Phase Genomics
- Type: Startup company
- Industry: Biotechnology
- Founded: 2015
- Founders: Ivan Liachko, Shawn Sullivan
- Headquarters: Seattle, Washington, US
- Key people: Ivan Liachko (CEO, president), Shawn Sullivan (CTO)
- Website: phasegenomics.com

= Phase Genomics =

American genomic sequencing company

Phase Genomics is an American biotechnology company based in Seattle, Washington. The company develops proximity ligation kits and Hi-C sequencing technology used to analyze chromosomes. Phase Genomics sells proximity ligation kits, scientific services, and computational analyses.

== History ==
The company was founded by Ivan Liachko and Shawn Sullivan in 2015. It was originally housed in the CoMotion biotech incubator at University of Washington before relocating to a separate facility. It develops proximity ligation kits and Hi-C sequencing technology used to analyze chromosomes. The company sells proximity ligation kits, scientific services, and computational analyses.

== Research ==
Phase Genomics developed a library preparation kit for the Hi-C sequencing method previously developed by researchers Job Dekker and Eric Lander.
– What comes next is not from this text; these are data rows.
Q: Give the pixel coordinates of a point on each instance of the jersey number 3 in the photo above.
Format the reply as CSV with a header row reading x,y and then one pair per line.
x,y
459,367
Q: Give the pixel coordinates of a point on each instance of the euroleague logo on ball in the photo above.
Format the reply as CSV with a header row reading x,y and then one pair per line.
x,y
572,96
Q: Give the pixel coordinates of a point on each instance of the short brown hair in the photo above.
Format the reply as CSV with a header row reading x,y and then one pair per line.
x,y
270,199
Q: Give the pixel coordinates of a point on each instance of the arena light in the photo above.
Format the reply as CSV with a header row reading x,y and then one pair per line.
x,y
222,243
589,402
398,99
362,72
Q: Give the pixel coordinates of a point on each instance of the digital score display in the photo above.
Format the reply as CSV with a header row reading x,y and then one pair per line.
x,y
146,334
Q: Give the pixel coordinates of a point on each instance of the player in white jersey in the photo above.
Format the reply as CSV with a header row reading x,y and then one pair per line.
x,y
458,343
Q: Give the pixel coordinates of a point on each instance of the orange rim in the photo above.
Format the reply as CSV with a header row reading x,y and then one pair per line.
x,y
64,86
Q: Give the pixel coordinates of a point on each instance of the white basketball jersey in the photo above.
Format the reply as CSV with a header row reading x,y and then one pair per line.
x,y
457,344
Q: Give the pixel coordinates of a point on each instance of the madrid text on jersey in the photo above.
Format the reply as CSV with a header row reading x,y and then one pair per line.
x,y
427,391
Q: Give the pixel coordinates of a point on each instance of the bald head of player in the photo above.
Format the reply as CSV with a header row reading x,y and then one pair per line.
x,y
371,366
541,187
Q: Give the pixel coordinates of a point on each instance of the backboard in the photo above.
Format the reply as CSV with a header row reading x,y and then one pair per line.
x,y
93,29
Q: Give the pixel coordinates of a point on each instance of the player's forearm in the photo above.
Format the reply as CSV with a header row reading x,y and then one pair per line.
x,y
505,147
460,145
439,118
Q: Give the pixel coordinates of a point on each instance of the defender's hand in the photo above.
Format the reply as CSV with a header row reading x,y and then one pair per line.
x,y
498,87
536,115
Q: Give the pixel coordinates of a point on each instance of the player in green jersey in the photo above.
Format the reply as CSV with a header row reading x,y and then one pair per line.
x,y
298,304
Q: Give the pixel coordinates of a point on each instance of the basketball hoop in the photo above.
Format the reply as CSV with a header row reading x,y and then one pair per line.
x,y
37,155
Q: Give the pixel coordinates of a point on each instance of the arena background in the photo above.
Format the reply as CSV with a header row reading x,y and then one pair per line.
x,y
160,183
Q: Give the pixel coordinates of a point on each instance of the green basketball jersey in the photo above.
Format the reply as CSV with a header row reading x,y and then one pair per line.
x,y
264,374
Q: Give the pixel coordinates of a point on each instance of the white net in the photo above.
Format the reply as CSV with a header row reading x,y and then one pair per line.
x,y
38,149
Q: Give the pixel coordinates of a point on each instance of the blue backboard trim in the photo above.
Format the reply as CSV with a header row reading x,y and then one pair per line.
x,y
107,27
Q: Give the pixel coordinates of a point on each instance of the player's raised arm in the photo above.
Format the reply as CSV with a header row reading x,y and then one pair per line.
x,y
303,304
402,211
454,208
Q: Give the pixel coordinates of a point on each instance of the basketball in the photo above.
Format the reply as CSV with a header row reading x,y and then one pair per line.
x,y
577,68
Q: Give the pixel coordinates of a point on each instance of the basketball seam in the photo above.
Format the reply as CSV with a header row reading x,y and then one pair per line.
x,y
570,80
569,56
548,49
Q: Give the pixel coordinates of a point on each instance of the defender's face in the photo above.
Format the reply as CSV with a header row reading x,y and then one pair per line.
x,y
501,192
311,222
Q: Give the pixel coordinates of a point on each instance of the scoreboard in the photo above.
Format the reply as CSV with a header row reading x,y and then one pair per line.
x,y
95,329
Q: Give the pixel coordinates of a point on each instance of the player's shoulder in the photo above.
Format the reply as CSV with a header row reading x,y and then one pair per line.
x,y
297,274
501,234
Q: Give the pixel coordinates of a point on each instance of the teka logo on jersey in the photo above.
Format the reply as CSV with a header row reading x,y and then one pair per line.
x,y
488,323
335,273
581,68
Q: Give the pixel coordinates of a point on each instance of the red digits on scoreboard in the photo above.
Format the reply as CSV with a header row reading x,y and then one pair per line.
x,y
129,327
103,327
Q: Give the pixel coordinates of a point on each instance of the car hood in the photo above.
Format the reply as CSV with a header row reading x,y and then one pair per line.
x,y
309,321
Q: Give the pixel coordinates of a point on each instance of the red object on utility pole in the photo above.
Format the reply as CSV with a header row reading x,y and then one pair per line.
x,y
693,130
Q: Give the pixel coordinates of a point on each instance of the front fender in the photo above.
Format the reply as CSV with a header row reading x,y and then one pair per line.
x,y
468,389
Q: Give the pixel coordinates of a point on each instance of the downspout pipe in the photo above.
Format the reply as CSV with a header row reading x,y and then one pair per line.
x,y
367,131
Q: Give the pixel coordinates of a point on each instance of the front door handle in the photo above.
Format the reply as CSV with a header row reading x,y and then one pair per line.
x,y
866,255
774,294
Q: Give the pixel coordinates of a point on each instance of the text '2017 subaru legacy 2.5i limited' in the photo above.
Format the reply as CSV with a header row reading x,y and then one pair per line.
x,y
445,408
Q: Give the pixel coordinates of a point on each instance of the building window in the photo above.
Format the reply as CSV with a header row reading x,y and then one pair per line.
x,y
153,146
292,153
The kits are used to study the architecture of genomes. In 2018, Phase Genomics received a $1.5 million SBIR grant from the National Institute of Allergy and Infectious Diseases (NIAID) to research antimicrobial resistance using Hi-C technology. In January 2020, it was awarded an additional $1.5 million from NIAID for phase 2 SBIR funding. In 2019, Phase Genomics received $200,000 from the Bill & Melinda Gates Foundation to improve computational methods of extracting genomic data in microbiome samples. Later in 2019, the company was awarded $325,000 from the U.S. Department of Energy to research algae biofuels using proximity litigation technology for metagenome assembly. In 2020, Phase Genomics received 2 grants totaling $3.9 million from the National Human Genome Research Institute and the Eunice Kennedy Shriver National Institute of Child Health and Human Development. The 3-year grants fund research on chromosomal abnormalities causing cancer, infertility, and reproductive issues.

In June 2021, the company released a platform for discovering new viruses in microbiome samples.